My Cassette Player is the debut studio album of German singer Lena Meyer-Landrut. It was released under her stage name Lena on 7 May 2010, and debuted at number one in the German albums chart. The album has been certified five times gold in Germany, indicating sales of 500,000.

Production
My Cassette Player includes Meyer-Landrut's number-one single "Satellite", which was Germany's winning entry at the Eurovision Song Contest 2010, as well as her songs "Love Me" and "Bee", which had been released previously on 13 March 2010. It also features cover versions of "My Same" by Adele and "Mr. Curiosity" by Jason Mraz, both of which had been performed by Meyer-Landrut during Unser Star für Oslo (Our Star for Oslo), the German national pre-selection programme for the Eurovision Song Contest 2010, as well as a cover version of "Not Following", an unreleased song by English singer-songwriter Ellie Goulding. All of the other songs were written or co-written by Stefan Raab and Meyer-Landrut herself.

The cover photo was created by Sophie Krische. The cassette recorder on the cover is a SKR 700, produced in the former GDR.
The artwork of the album booklet was done by Ronald Reinsberg.

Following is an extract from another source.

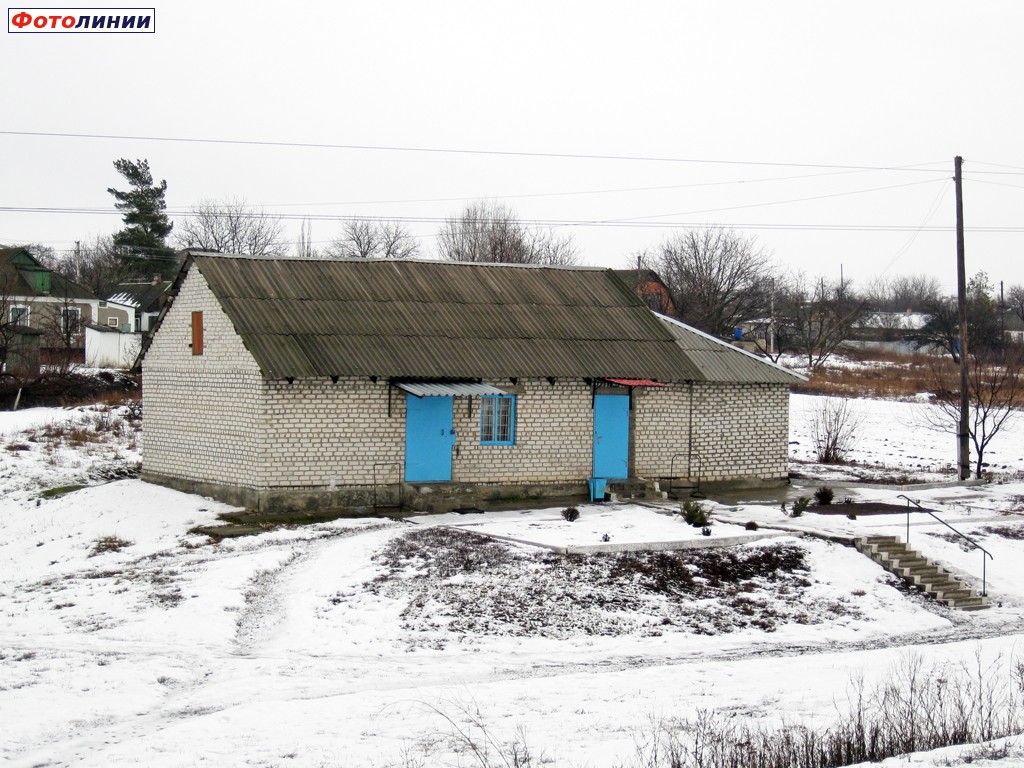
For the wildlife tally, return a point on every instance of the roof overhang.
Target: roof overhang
(448, 389)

The second maxi-single from the album is "Touch a New Day", its B-side being the song "We Can't Go On", previously only released as bonus material.

Critical reception

In Germany, initial reviews of the album were mixed. While Stuttgarter Nachrichten criticised the overly distinct influence of producer Stefan Raab, Neue Presse deemed it a "charming debut", and Hannoversche Allgemeine called it "somewhat banal" but still a "good pop album", characterising "Bee" as a "cheerful hymn to independence" and "Satellite" as "still sounding astonishingly fresh, even after its massive airplay".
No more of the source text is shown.